33. The sanction has also been criticised as 'a hollow document steeped in prejudice and product of a legal ignorance.' The evidence on record is not sufficient to justify this criticism. P. w. Ramkishan has been subjected to a very lengthy cross-examination on questions of law and facts. Whatever else may be said against this witness, it was admitted by the learned Counsel for both the parties that he was a truthful witness. The witness has admitted in his cross-examination that he did not know under what law the accused was to be prosecuted and what was the punishment prescribed for the alleged offence. He has however maintained that the sanction was given with respect to acts, some of which constituted receipt of illegal gratification.

34. The witness is a layman and has confessed his ignorance about the technical aspects. But his statement reveals that he knew the main incidents of the case against the accused. In view of this, I am of opinion that the learned Judge was not justified in describing the sanction as the product of legal ignorance. It is not necessary that sanctions should contain particulars of the offence or essential evidence on which the accused is to be prosecuted. I also do not think that there is sufficient material to hold the sanction defective as being steeped with prejudice.

35. Ramkishan is alleged to be one of those persons who demanded an inquiry into the conduct of the accused and was one of the members of the ad hoc Committee appointed for the purpose of enquiring into the matter. There is however nothing in the cross-examination to show that he was really prejudiced against the accused or he wanted to harass him. The meeting of the Board in which the sanction of the Board was accorded was attended by other members also and there is nothing on record to show that any of these persons had carried any prejudices against the accused.

36. I am satisfied on going through the evidence of Ramkishan and the documents on record that the sanction is a valid sanction and could be the basis of a valid prosecution of the accused,

37. Apart from Ex. P/15, which according to me is a valid sanction, the order of the learned Special Judge discharging the accused cannot be supported for another reason also.
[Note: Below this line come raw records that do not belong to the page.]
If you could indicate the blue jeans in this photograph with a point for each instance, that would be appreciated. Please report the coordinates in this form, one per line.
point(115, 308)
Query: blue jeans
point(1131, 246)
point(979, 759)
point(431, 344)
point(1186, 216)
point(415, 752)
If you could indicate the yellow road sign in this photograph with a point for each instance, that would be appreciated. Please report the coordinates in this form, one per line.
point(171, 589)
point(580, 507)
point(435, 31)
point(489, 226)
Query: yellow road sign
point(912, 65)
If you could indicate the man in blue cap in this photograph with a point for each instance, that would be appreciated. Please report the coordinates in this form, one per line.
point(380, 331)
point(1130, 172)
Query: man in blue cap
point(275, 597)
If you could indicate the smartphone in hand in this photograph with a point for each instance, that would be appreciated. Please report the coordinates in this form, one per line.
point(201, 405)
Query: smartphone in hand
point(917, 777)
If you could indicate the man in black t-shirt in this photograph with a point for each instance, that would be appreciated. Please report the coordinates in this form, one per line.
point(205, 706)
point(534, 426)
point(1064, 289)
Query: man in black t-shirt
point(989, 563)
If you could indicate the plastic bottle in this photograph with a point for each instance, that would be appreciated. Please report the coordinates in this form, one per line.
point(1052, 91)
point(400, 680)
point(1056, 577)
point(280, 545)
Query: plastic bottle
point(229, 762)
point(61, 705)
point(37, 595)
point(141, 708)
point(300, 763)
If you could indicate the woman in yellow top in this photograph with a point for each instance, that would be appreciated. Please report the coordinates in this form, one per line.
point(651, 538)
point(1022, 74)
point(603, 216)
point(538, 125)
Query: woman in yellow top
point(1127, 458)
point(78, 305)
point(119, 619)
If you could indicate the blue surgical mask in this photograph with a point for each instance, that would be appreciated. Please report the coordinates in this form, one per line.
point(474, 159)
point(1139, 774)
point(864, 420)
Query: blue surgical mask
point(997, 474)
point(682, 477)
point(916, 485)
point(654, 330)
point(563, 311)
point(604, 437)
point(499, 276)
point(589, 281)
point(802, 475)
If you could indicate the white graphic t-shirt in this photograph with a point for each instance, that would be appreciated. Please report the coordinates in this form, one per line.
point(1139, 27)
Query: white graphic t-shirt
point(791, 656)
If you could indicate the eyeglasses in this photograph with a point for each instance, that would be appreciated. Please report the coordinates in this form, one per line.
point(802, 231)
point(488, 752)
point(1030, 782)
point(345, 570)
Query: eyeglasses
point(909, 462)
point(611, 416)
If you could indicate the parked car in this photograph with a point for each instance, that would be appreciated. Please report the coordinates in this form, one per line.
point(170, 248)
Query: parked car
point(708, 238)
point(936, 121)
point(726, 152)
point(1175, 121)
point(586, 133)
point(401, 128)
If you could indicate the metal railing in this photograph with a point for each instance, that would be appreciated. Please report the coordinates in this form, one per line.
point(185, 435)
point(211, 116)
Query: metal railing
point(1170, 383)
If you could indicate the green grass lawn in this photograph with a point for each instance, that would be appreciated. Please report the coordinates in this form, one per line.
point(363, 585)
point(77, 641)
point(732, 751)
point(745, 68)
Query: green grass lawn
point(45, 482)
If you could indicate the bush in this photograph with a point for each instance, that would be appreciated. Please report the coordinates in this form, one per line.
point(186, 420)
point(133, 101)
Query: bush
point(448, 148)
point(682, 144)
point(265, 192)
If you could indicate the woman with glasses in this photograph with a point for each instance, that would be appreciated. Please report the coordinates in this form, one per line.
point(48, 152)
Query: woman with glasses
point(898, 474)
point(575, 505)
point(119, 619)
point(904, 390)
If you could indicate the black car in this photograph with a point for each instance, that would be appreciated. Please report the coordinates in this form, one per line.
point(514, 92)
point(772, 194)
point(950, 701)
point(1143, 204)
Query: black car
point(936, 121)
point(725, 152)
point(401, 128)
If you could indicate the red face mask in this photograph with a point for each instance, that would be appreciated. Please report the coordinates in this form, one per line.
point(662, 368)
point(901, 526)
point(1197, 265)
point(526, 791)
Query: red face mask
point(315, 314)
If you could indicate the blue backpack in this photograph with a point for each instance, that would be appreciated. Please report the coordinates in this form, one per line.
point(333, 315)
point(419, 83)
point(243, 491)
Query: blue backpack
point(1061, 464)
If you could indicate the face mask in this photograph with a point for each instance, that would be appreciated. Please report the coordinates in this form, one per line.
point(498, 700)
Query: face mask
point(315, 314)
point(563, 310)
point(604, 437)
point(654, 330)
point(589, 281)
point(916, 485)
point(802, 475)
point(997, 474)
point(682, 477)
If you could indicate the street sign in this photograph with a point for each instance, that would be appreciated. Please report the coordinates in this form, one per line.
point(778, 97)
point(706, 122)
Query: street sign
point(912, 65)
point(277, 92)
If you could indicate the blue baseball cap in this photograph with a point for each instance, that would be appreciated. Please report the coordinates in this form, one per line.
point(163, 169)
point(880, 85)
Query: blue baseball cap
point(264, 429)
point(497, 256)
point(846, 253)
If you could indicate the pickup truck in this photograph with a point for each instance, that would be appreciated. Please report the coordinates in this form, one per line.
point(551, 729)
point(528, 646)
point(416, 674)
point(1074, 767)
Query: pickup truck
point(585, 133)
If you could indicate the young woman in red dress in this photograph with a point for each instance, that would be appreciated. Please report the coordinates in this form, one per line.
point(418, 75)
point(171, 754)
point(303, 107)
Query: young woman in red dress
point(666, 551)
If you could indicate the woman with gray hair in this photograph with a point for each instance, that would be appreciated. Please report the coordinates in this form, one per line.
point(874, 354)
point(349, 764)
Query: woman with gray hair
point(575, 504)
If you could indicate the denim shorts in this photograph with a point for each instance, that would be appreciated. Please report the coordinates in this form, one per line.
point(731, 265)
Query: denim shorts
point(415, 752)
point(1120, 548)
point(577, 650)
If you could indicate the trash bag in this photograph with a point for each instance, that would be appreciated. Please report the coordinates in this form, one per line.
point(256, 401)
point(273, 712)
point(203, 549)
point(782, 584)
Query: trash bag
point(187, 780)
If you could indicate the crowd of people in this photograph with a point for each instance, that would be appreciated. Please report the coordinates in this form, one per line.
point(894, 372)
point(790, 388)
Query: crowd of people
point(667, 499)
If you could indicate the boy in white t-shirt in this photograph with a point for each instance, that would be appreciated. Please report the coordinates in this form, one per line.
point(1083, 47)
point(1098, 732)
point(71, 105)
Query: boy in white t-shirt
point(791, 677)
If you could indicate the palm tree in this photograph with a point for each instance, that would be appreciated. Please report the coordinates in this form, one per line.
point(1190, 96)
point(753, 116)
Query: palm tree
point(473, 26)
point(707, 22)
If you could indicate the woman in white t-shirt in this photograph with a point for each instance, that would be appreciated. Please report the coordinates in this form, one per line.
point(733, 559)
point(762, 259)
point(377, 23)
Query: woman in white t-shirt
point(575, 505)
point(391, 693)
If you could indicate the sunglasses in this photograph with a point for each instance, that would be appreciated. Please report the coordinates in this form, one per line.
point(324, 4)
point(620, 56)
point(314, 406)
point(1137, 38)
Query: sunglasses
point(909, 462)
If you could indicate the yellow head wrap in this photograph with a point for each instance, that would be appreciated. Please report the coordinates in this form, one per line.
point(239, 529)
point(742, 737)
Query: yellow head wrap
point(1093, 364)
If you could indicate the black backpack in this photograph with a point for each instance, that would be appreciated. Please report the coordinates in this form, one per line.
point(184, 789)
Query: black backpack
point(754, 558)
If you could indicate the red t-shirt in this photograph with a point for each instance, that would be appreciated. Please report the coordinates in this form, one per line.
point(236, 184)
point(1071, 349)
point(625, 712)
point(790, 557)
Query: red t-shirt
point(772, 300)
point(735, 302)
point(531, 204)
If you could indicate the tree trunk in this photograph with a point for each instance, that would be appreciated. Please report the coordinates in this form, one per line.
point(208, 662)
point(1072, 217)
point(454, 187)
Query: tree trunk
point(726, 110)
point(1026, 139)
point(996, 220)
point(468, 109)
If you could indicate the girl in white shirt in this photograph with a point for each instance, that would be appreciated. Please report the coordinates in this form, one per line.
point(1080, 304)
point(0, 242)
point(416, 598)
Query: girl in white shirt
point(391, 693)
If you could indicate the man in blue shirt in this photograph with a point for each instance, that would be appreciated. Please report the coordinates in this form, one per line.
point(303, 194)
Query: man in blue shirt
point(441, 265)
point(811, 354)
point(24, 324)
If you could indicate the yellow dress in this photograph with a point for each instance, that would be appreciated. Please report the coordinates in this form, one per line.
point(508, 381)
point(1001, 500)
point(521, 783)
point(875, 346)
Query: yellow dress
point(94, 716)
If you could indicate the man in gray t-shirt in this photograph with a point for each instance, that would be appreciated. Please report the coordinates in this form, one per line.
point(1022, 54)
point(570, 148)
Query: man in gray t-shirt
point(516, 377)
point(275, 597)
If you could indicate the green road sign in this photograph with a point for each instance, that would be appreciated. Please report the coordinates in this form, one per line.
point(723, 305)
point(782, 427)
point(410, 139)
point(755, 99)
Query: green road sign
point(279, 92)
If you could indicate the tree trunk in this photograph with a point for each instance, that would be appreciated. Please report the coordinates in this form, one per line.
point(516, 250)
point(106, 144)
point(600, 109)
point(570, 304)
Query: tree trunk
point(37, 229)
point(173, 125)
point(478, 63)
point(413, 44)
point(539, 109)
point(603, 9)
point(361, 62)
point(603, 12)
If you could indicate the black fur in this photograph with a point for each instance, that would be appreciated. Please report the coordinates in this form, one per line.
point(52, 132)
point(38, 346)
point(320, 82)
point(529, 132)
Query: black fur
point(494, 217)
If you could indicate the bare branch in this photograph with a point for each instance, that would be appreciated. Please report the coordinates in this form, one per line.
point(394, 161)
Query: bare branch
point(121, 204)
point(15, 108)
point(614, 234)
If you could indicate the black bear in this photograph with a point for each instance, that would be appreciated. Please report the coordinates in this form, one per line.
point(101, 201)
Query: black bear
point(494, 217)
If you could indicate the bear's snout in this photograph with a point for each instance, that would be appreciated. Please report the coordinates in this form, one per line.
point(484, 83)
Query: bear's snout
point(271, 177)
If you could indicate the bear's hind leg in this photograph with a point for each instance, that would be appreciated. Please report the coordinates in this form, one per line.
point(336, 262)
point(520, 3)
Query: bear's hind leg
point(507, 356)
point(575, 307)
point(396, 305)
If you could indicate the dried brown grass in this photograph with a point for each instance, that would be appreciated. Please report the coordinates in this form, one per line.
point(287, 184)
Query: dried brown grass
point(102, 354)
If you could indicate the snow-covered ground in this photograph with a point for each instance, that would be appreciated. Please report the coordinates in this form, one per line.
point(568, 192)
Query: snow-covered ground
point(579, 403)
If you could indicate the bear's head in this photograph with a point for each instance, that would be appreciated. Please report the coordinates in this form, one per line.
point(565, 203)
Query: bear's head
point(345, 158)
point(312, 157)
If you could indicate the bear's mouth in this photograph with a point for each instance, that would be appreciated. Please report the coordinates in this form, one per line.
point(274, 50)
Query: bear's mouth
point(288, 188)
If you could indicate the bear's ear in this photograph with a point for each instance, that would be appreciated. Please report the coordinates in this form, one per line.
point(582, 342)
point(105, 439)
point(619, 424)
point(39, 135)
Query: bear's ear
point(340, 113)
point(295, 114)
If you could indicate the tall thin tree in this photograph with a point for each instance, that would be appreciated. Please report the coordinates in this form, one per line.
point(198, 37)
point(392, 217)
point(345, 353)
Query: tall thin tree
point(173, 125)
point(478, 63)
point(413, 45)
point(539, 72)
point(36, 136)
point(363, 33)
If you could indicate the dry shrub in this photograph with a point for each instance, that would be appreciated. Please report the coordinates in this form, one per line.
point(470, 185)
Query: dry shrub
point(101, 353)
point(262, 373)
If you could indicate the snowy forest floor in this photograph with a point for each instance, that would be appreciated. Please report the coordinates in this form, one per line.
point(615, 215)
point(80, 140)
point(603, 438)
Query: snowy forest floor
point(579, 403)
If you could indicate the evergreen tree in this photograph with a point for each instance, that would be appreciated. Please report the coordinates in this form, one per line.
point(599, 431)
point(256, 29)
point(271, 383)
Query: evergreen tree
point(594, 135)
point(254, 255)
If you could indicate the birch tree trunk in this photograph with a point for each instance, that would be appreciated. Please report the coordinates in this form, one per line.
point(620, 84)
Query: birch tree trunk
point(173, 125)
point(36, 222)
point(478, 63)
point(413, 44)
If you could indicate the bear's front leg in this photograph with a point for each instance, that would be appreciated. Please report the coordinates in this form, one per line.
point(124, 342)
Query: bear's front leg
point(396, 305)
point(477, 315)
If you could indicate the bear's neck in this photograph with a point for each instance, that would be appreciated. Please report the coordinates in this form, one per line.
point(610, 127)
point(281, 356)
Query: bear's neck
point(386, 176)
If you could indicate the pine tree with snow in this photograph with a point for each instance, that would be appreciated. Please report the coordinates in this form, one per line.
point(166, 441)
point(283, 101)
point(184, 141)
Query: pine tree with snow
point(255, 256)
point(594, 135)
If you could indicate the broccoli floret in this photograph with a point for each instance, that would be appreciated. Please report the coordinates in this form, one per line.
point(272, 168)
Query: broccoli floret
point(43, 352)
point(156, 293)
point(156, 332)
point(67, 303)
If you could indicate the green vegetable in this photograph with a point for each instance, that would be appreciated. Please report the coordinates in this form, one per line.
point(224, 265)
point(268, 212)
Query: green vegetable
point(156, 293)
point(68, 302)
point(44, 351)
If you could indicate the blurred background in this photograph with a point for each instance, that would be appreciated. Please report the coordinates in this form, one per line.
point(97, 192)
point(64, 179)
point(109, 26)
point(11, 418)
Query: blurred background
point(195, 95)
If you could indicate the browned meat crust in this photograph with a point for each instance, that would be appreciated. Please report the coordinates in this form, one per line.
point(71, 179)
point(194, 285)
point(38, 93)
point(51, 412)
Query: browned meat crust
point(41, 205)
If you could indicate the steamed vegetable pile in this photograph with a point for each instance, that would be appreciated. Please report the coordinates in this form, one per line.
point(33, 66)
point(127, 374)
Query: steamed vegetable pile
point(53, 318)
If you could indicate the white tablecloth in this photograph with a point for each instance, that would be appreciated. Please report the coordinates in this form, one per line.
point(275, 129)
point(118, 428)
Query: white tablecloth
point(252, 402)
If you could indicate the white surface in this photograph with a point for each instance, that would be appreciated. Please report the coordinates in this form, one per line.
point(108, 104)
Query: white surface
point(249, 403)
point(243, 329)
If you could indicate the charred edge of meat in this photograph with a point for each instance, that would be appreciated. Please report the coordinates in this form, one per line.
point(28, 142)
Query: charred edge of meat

Prior to the sanction P/15, which was given by the Cantonment Board on 24-8-1953, there was another sanction given which is produced at Ex. P/14. The sanction P/14 is signed by the Chairman of the Board, Col. Mehta, and its validity has not been assailed before me in any manner. On the face of it the sanction contains the facts on which the prosecution is launched. Even if therefore, the learned Special Judge felt some difficulty in holding the sanction P/15 to be a valid sanction, he could still have continued the trial of the accused on the basis of the sanction Ex. P/14. The order of discharge passed by the learned Special Judge is liable to be reversed even on this ground.

38. I allow the revision application, set aside the order passed by the learned Special Judge and holding that both the sanctions P/14 and P/15 are valid sanctions, I remand the case to him for trial and disposal according to law.